You can perform any of the functions supported by xarray on the model state quantities.

In [12]: state['air_temperature'].sum()
Out[12]: 
<xarray.DataArray 'air_temperature' ()>
array(4365.)

You can also directly plot DataArrays:

In [13]: state['air_temperature'].plot()
Out[13]: <matplotlib.collections.QuadMesh at 0x7fd059deb358>

DataArrays are a very powerful way of dealing with array-oriented data, and you should read more about xarray, and not just for using climt!

Model Components

Components are representations of physical processes. You can see all available components in climt in the section Components.

All components take some inputs from the model state, and return outputs or tendencies along with diagnostics (if any).

Diagnostics are quantities computed while calculating outputs or tendencies. For example, a radiation component calculates heating rates. However, in the process of calculating these heating rates, it also calculates the radiative flux at each interface level.

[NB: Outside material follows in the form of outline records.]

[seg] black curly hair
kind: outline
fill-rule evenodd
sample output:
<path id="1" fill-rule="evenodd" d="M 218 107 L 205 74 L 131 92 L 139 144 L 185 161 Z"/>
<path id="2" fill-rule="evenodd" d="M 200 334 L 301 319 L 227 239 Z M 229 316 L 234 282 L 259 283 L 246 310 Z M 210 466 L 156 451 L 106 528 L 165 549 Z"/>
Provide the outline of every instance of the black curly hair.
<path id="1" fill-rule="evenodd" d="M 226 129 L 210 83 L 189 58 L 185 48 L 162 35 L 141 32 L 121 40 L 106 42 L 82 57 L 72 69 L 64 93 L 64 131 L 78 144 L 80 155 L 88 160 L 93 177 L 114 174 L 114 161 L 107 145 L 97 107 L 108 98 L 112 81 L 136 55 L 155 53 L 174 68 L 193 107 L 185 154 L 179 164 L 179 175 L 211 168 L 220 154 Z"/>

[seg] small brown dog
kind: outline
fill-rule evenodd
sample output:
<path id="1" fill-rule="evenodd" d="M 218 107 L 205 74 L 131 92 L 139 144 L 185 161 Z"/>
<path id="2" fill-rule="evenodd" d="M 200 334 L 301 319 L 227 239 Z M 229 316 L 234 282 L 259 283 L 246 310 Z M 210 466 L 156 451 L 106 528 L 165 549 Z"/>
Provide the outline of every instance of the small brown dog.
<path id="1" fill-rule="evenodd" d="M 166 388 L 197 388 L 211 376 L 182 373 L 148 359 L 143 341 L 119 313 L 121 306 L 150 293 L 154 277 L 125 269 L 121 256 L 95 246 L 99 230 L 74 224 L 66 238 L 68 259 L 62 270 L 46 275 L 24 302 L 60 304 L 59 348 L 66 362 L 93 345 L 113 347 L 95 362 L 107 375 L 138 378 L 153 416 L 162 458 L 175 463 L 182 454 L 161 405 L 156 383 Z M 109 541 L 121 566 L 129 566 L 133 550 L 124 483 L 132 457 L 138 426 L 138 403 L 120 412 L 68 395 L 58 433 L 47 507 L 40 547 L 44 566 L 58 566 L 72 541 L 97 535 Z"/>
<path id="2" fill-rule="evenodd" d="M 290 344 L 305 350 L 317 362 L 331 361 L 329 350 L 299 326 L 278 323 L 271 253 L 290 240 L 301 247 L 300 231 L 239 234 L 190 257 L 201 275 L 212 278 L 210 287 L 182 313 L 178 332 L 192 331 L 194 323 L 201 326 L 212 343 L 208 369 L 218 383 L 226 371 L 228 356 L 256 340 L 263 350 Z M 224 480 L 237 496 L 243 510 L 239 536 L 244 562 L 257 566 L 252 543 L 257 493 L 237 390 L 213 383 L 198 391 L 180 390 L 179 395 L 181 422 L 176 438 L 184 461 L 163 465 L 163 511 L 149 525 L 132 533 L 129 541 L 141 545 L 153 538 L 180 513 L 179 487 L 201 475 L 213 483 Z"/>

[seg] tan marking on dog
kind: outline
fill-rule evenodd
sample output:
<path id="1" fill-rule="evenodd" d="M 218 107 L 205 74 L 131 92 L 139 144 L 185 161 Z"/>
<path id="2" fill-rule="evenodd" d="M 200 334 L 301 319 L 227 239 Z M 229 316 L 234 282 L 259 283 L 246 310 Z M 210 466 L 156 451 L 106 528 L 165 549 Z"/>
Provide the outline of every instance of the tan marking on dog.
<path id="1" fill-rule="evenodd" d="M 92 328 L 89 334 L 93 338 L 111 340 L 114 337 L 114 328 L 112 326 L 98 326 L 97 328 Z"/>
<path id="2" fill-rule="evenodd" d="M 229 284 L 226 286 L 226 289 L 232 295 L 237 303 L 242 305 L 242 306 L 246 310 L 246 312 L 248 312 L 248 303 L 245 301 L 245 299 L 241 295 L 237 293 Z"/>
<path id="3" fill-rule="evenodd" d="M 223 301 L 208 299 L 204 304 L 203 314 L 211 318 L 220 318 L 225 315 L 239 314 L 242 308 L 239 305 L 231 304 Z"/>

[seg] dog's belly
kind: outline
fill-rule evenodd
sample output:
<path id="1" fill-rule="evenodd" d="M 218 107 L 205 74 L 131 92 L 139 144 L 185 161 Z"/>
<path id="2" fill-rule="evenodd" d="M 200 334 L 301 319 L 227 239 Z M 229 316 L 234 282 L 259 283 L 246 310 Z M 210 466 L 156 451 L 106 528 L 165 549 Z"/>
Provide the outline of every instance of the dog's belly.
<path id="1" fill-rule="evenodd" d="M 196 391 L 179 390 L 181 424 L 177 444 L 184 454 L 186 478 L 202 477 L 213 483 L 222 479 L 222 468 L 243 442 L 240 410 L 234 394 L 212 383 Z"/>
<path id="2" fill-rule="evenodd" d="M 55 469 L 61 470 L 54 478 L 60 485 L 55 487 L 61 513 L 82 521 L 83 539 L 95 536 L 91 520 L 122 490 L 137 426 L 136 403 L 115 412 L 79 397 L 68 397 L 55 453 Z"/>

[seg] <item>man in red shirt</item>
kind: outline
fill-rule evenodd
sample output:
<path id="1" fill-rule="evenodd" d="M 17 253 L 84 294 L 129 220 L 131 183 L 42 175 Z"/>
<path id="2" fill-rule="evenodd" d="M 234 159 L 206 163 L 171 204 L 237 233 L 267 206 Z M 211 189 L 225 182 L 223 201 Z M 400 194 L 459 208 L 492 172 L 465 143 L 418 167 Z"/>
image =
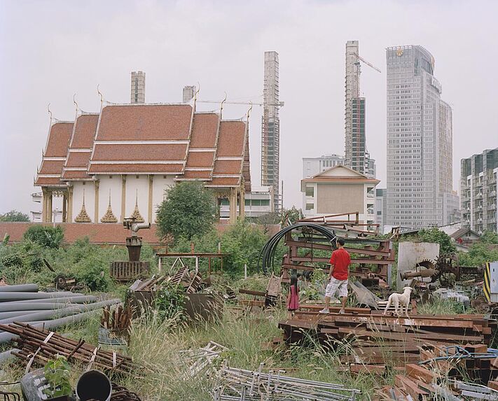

# These are the tendencies returned by radiation
In [14]: radiation.tendency_properties
Out[14]: {'air_temperature': {'units': 'degK s^-1'}}

# These are the diagnostics returned by radiation
In [15]: radiation.diagnostic_properties
Out[15]: 
{'downwelling_longwave_flux_in_air': {'dims': ['interface_levels', '*'],
  'units': 'W m^-2',
  'alias': 'lw_down'},
 'upwelling_longwave_flux_in_air': {'dims': ['interface_levels', '*'],
  'units': 'W m^-2',
  'alias': 'lw_up'},
 'longwave_heating_rate': {'dims': ['mid_levels', '*'],
  'units': 'degK day^-1'}}

# These are the outputs returned by convection
In [16]: convection.output_properties
Out[16]: {'air_temperature': {'units': 'degK'}, 'specific_humidity': {'units': 'kg/kg'}}

# convection returns no diagnostics
In [17]: convection.diagnostic_properties
Out[17]: {}

No component will return both outputs and tendencies. The tendency of a quantity \(X\) is given by \(\frac{dX}{dt}\), and so the units of a quantity returned as a tendency will always have per second as as suffix: i.e, if a component is returning air_temperature as a tendency, then its units will be degK/s.